Alternatively, the government should charge all road users a sufficiently high toll to keep the roads moving.
The fact that some growth has happened despite a lack of road-building does not disprove that more growth could have happened if more roads were built.
> it just means you didn't add enough and should add even more if possible!
houston has 16 lane highways and still has traffic. The population density of cities is simply too high to have cars be the primary form of transportation.
This canard is also used to justify taking taxes meant for road improvement and spending them on dubious public transport schemes. For some reason they are rarely invested in well run commuter buses, for instance.
Traffic doesn’t work like that. You seem to have a mental model where traffic is modeled like a liquid (traffic has a definite volume and does not expand to fill its container) while many studies show traffic behaves more like a gas (traffic expands to fill its container). Basically, more lanes doesn’t mean less traffic, it generally means the same amount of traffic.
In London, we have been collaborating with google waze - we provide them with information at the local level. Streets that waze should not use for route finding (e.g. roads with schools) can be blocked for use by Waze. Both local councils and TfL can provide this data.
The main difference between Waze and Google Maps is that Waze uses real time traffic data. There are multiple map providers that do this in London.

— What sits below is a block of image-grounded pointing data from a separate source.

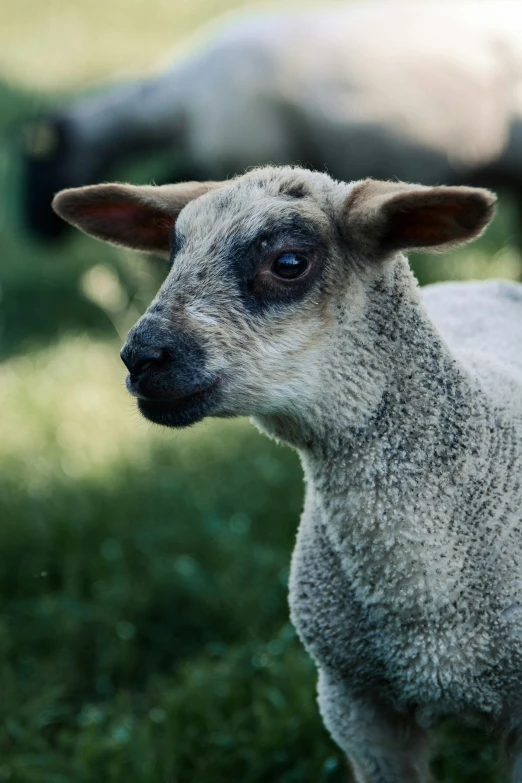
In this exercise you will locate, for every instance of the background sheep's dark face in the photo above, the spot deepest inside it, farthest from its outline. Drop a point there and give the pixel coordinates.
(270, 279)
(50, 163)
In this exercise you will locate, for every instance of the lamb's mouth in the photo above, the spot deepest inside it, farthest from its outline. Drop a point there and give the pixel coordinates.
(182, 411)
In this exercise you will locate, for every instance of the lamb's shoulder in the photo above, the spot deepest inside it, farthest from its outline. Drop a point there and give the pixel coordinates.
(482, 324)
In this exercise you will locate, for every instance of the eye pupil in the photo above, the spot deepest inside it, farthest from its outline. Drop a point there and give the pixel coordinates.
(289, 266)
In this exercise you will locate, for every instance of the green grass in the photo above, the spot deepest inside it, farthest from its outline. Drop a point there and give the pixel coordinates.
(144, 633)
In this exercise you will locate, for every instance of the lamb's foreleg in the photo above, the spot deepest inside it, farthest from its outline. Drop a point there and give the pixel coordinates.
(382, 745)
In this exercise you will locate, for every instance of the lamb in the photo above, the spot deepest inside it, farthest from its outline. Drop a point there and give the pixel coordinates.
(437, 100)
(289, 299)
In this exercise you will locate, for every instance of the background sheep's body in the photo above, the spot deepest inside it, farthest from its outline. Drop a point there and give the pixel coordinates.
(425, 92)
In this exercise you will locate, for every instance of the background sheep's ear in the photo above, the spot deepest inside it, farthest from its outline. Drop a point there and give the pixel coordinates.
(139, 217)
(383, 217)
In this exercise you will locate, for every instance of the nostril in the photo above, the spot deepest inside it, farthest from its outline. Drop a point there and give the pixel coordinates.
(138, 363)
(149, 358)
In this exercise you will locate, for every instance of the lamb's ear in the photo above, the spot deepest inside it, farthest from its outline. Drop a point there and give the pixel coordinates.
(136, 216)
(383, 217)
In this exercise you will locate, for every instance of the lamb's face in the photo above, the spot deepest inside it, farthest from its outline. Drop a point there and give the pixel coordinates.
(268, 274)
(242, 323)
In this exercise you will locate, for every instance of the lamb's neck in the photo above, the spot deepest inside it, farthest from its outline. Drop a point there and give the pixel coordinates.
(399, 411)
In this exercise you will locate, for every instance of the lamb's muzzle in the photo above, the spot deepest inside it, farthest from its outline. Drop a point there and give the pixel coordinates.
(406, 409)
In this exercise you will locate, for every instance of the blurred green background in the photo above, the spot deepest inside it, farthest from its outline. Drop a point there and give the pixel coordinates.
(144, 631)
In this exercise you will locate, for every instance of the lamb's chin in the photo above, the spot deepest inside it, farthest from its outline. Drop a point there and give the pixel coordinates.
(181, 412)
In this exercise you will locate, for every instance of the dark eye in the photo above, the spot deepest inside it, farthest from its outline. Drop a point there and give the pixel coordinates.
(289, 266)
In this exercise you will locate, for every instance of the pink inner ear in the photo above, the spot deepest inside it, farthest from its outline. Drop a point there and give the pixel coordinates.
(128, 223)
(429, 225)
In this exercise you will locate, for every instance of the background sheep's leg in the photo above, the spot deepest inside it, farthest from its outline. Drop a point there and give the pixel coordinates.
(382, 745)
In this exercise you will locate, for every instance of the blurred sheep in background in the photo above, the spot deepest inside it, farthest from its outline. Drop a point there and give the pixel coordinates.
(427, 92)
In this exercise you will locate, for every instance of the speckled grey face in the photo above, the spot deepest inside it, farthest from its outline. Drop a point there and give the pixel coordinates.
(269, 274)
(245, 267)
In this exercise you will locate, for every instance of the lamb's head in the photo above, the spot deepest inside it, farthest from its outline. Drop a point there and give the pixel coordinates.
(271, 276)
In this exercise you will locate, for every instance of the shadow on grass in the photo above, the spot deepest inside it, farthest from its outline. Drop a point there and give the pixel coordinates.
(144, 630)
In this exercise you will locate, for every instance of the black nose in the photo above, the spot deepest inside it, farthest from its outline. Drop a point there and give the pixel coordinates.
(145, 358)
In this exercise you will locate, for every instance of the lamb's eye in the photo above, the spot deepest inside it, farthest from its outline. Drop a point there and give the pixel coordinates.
(289, 266)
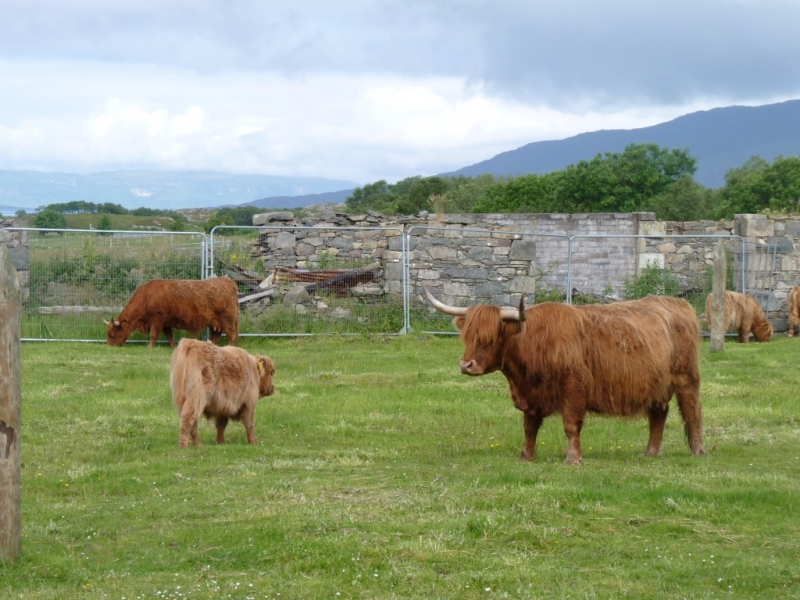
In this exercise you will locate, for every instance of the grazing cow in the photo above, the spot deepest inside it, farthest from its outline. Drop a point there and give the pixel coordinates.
(220, 383)
(743, 314)
(167, 304)
(794, 311)
(622, 359)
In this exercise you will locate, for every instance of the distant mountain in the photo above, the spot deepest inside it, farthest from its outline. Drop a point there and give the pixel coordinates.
(156, 189)
(301, 201)
(720, 139)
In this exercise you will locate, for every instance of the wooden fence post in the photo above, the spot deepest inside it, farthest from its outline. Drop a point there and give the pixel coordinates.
(717, 316)
(10, 409)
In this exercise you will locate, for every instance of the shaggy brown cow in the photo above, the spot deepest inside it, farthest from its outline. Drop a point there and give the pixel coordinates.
(743, 314)
(622, 359)
(220, 383)
(163, 304)
(794, 311)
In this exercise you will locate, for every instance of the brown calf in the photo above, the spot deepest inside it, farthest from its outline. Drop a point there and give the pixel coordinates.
(219, 383)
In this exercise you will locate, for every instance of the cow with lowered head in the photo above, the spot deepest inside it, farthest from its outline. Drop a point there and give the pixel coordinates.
(623, 359)
(167, 304)
(743, 314)
(219, 383)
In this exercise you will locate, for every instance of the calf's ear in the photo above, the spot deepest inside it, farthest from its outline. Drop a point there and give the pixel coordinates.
(264, 365)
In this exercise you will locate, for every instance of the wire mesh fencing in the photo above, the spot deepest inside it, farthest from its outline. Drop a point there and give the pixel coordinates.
(73, 279)
(297, 280)
(313, 280)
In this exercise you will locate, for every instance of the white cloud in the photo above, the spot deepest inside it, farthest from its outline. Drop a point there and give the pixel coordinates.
(361, 128)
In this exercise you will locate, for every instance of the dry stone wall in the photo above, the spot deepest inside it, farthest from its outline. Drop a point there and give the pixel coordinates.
(467, 258)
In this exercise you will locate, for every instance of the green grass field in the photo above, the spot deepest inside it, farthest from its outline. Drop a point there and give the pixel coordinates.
(381, 472)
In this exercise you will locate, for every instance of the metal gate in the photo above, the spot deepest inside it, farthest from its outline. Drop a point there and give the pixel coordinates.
(73, 279)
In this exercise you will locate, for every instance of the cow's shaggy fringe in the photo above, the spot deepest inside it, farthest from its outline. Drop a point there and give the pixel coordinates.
(743, 314)
(623, 359)
(219, 383)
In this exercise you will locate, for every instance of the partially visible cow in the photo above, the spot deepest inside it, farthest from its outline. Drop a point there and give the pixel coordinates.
(622, 359)
(794, 311)
(219, 383)
(167, 304)
(743, 314)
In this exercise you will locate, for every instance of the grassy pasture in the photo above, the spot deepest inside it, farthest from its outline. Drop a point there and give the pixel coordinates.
(381, 472)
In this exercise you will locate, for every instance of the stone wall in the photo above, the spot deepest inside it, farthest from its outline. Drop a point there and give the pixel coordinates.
(466, 258)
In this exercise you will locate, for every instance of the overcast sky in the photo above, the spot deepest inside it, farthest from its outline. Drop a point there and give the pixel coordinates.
(365, 90)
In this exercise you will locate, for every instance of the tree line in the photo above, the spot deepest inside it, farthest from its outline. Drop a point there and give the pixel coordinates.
(644, 177)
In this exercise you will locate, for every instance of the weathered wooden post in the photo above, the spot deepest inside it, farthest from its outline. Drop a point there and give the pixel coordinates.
(718, 284)
(10, 409)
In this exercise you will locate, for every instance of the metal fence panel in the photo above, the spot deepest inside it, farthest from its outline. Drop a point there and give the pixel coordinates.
(313, 280)
(73, 279)
(465, 266)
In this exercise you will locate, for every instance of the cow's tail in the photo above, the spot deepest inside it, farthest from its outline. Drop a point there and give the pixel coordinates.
(177, 377)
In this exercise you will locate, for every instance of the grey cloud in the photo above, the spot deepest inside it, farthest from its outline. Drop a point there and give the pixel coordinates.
(614, 53)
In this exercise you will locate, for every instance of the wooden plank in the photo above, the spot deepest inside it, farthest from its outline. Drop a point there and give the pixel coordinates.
(10, 409)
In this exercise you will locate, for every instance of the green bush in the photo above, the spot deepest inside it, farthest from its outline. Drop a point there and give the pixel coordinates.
(652, 280)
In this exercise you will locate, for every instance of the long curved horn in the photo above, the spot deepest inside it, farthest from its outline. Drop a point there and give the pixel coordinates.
(512, 314)
(457, 311)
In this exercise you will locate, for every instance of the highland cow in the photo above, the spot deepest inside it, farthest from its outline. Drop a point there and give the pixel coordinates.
(167, 304)
(743, 314)
(218, 383)
(623, 359)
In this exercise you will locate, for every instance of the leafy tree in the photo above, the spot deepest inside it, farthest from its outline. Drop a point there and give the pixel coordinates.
(373, 196)
(241, 215)
(464, 192)
(610, 182)
(217, 220)
(178, 223)
(418, 196)
(111, 208)
(684, 200)
(526, 193)
(758, 185)
(105, 223)
(50, 219)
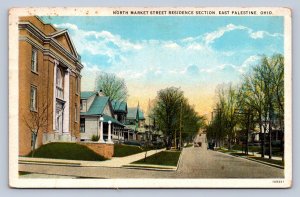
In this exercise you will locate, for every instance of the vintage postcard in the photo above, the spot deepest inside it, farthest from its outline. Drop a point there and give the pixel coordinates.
(181, 97)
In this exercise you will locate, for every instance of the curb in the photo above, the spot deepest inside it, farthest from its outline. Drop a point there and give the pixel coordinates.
(149, 167)
(254, 160)
(154, 167)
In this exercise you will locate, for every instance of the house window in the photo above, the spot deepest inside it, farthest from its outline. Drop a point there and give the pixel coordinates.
(76, 116)
(33, 139)
(59, 84)
(34, 60)
(33, 98)
(82, 125)
(77, 84)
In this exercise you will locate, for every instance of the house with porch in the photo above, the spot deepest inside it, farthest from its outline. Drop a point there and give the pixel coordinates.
(97, 118)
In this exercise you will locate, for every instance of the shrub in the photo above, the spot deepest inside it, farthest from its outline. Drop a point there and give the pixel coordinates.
(95, 138)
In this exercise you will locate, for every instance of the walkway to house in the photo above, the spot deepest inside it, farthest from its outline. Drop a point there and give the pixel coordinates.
(115, 162)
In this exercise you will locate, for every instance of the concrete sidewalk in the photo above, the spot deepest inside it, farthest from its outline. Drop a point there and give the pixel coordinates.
(258, 155)
(115, 162)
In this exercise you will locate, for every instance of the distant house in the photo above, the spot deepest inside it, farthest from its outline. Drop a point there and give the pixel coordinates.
(135, 124)
(120, 113)
(97, 117)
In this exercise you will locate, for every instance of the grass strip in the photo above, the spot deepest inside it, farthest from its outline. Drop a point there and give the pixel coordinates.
(167, 158)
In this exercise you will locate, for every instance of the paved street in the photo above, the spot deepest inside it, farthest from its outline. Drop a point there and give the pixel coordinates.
(196, 162)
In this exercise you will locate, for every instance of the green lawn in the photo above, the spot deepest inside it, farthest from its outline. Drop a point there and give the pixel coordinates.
(71, 151)
(23, 173)
(122, 150)
(168, 158)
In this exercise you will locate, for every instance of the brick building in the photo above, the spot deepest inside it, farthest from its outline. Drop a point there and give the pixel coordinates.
(49, 84)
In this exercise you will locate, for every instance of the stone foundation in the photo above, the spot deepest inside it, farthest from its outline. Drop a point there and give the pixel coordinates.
(105, 150)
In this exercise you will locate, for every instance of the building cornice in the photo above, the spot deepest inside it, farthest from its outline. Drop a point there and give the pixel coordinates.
(50, 53)
(54, 43)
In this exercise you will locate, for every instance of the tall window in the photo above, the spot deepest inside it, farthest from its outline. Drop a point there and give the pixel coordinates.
(34, 60)
(59, 84)
(76, 116)
(33, 96)
(82, 125)
(77, 84)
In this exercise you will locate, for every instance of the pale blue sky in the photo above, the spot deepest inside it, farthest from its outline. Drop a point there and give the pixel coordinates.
(195, 53)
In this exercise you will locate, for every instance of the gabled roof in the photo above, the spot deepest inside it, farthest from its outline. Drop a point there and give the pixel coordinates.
(86, 94)
(63, 34)
(141, 115)
(135, 113)
(132, 113)
(97, 106)
(114, 121)
(119, 106)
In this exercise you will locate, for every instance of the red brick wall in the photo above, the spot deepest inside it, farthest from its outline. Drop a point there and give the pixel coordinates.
(105, 150)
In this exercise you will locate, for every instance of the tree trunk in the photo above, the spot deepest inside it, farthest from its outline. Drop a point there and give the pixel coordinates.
(33, 145)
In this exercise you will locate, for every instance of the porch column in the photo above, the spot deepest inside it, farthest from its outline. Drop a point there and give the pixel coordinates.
(54, 94)
(101, 131)
(66, 117)
(109, 132)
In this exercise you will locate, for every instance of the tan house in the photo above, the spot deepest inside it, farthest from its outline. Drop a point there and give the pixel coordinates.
(49, 85)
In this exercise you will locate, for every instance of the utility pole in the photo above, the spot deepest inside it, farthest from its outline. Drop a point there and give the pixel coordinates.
(180, 139)
(248, 114)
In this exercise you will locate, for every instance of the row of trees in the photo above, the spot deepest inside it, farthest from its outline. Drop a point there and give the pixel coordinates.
(256, 104)
(175, 117)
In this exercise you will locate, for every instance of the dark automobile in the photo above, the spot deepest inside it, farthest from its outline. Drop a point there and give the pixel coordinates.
(211, 145)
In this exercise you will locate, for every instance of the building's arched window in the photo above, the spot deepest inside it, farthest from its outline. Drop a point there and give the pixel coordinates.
(59, 84)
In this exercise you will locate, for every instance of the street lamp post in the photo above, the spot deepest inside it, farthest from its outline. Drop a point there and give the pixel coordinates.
(101, 131)
(109, 132)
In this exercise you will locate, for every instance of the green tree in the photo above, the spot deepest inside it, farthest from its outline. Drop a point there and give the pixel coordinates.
(112, 86)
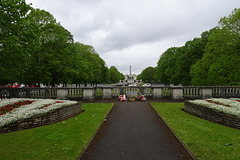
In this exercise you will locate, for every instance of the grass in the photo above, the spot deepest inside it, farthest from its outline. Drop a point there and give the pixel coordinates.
(63, 140)
(206, 140)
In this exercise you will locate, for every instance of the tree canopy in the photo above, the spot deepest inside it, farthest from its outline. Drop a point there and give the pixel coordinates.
(212, 59)
(36, 49)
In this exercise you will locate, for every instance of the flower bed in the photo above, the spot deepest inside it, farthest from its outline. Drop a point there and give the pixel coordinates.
(222, 111)
(228, 106)
(16, 110)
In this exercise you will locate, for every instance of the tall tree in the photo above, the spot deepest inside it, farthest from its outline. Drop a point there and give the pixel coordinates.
(13, 39)
(148, 74)
(220, 63)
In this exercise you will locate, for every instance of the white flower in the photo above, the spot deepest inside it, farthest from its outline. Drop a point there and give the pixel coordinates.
(29, 110)
(234, 108)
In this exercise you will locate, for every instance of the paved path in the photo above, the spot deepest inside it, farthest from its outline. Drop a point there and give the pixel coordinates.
(133, 131)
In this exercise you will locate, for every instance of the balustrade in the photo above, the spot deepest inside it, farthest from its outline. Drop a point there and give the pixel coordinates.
(113, 92)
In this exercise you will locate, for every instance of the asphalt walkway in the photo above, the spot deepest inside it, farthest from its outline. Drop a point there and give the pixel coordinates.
(133, 131)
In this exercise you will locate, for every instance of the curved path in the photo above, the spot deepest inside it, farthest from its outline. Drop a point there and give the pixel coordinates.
(134, 131)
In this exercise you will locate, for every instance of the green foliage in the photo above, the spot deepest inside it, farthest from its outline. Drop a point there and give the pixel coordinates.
(114, 75)
(206, 140)
(13, 39)
(63, 140)
(147, 75)
(220, 62)
(212, 59)
(36, 49)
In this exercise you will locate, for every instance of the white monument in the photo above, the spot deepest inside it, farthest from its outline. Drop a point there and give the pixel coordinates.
(130, 79)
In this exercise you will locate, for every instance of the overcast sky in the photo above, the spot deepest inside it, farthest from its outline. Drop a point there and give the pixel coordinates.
(136, 32)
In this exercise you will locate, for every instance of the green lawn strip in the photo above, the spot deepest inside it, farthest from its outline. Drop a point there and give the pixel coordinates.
(63, 140)
(206, 140)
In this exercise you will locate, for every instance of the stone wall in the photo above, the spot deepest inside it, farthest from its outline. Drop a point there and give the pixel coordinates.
(212, 115)
(46, 119)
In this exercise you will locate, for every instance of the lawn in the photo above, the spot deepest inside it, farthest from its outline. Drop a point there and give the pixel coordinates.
(63, 140)
(206, 140)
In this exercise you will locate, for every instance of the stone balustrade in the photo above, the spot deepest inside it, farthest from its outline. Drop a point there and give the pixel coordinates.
(91, 93)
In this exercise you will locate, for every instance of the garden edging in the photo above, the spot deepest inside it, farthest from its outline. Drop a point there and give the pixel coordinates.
(212, 115)
(51, 117)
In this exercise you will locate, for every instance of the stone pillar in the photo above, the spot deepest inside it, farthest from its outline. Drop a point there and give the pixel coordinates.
(107, 93)
(176, 93)
(88, 93)
(206, 93)
(61, 93)
(157, 93)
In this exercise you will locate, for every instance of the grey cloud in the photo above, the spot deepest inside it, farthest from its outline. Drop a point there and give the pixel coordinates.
(128, 27)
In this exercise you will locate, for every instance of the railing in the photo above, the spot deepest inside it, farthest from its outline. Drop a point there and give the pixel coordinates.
(114, 92)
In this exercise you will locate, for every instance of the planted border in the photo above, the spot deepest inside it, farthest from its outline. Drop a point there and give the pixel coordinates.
(215, 111)
(43, 112)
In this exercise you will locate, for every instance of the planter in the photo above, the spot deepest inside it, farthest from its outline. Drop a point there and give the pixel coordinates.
(131, 99)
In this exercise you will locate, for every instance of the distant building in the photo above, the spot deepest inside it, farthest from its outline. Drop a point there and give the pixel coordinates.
(130, 79)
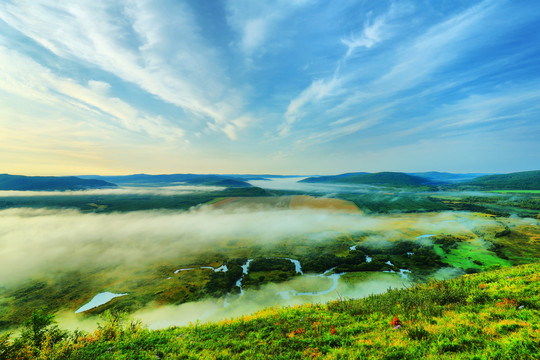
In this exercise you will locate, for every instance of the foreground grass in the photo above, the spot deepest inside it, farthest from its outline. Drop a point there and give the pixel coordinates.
(491, 315)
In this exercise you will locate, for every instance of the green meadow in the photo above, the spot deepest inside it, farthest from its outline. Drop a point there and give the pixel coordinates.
(490, 315)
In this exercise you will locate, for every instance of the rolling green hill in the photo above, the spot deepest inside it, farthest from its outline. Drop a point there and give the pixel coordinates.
(491, 315)
(394, 179)
(173, 179)
(44, 183)
(525, 180)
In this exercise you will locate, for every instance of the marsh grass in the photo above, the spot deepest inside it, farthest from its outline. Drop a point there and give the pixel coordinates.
(491, 315)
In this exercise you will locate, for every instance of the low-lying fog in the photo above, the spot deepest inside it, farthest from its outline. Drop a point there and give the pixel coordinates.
(127, 190)
(41, 242)
(37, 241)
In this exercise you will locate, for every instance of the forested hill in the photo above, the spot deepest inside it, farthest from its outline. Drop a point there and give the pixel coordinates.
(396, 179)
(170, 179)
(525, 180)
(48, 183)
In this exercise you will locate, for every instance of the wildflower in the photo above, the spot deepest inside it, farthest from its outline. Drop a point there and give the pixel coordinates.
(395, 321)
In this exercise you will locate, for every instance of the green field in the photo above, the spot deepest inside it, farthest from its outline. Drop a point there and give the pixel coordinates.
(492, 315)
(516, 191)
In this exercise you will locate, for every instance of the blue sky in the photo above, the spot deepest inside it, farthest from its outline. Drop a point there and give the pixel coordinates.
(281, 86)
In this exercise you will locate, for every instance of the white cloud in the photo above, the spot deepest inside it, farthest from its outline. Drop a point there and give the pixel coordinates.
(318, 90)
(158, 47)
(27, 79)
(256, 22)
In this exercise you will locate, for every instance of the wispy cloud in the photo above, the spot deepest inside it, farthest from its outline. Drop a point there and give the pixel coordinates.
(28, 79)
(255, 22)
(159, 49)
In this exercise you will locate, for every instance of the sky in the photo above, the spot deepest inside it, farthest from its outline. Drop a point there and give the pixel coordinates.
(268, 86)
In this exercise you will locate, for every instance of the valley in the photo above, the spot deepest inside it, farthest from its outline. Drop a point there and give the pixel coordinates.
(220, 252)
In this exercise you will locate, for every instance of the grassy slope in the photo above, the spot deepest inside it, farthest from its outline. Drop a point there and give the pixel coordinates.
(491, 315)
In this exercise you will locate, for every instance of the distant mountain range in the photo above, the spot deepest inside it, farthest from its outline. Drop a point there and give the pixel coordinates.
(50, 183)
(382, 179)
(169, 179)
(443, 177)
(526, 180)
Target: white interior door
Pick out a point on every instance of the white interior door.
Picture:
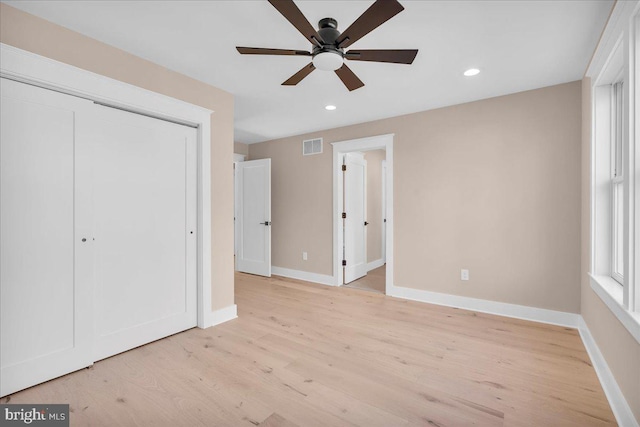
(254, 215)
(45, 266)
(144, 199)
(355, 206)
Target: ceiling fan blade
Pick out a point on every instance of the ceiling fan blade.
(297, 77)
(290, 11)
(379, 13)
(396, 56)
(267, 51)
(350, 80)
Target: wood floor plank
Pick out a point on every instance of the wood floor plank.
(302, 354)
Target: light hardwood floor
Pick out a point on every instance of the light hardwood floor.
(310, 355)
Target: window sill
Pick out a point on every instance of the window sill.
(610, 292)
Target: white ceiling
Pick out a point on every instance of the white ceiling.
(518, 45)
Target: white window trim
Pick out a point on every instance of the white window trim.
(623, 30)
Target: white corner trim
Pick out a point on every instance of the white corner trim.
(31, 68)
(375, 264)
(616, 399)
(611, 294)
(221, 315)
(323, 279)
(541, 315)
(619, 20)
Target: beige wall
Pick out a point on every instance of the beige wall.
(374, 203)
(619, 348)
(240, 148)
(30, 33)
(492, 186)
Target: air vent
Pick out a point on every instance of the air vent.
(312, 146)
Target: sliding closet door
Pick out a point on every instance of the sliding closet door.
(144, 208)
(45, 256)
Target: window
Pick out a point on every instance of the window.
(617, 182)
(615, 157)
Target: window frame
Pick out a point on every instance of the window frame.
(616, 59)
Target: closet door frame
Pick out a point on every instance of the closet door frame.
(20, 65)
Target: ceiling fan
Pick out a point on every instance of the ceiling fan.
(329, 44)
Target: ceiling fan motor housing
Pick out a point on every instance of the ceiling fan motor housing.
(328, 57)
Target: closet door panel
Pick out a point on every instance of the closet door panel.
(144, 173)
(44, 306)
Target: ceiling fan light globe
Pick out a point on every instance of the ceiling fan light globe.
(327, 61)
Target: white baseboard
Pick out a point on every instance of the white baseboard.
(375, 264)
(323, 279)
(616, 399)
(485, 306)
(222, 315)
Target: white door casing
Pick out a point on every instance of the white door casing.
(145, 221)
(384, 211)
(236, 159)
(254, 217)
(45, 256)
(355, 206)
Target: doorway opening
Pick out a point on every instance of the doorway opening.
(359, 261)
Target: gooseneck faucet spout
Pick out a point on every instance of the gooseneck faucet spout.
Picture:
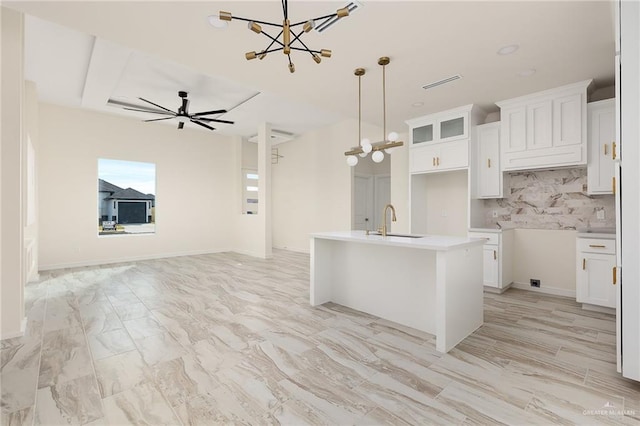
(383, 229)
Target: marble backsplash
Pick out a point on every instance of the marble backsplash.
(549, 199)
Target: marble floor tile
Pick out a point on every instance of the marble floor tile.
(121, 372)
(65, 356)
(133, 311)
(18, 389)
(183, 378)
(143, 327)
(22, 417)
(110, 343)
(159, 348)
(141, 405)
(229, 339)
(75, 402)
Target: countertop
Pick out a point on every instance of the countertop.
(424, 242)
(602, 233)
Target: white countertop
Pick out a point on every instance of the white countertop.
(602, 233)
(426, 242)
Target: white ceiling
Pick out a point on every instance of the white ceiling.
(83, 53)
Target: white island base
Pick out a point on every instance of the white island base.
(433, 284)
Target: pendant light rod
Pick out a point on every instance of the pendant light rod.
(384, 61)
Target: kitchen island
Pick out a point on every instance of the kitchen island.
(431, 283)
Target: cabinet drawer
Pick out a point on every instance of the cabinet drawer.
(492, 238)
(596, 245)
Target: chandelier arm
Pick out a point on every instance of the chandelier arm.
(332, 15)
(300, 49)
(273, 39)
(256, 21)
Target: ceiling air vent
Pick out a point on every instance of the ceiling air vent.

There is a plan to provide different data to different TfL data consumers in the future to try and get map providers to seperate traffic across roads (at the cost of surrendering absolute truth).
London is also host to discussions of taxing roads - this is unsurprising when the roads are mostly paid for by the cost of the London Underground (LU makes the majority of public transport money, but 80% of revenue goes into road, traffic and bus management). The London Assembly (who supposedly keep the London mayor accountable) have written a paper "London Stalling" to suggest road taxing related to mileage across London. This, they no doubt expect, will cut down the traffic. However, from my understanding of embellished models of Braess' paradox, this will only result in similar traffic (on maybe slightly different roads) with an optimum equilibrium between how good a route is and what the cost of it is - meaning people may just take longer to commute and pay more tax.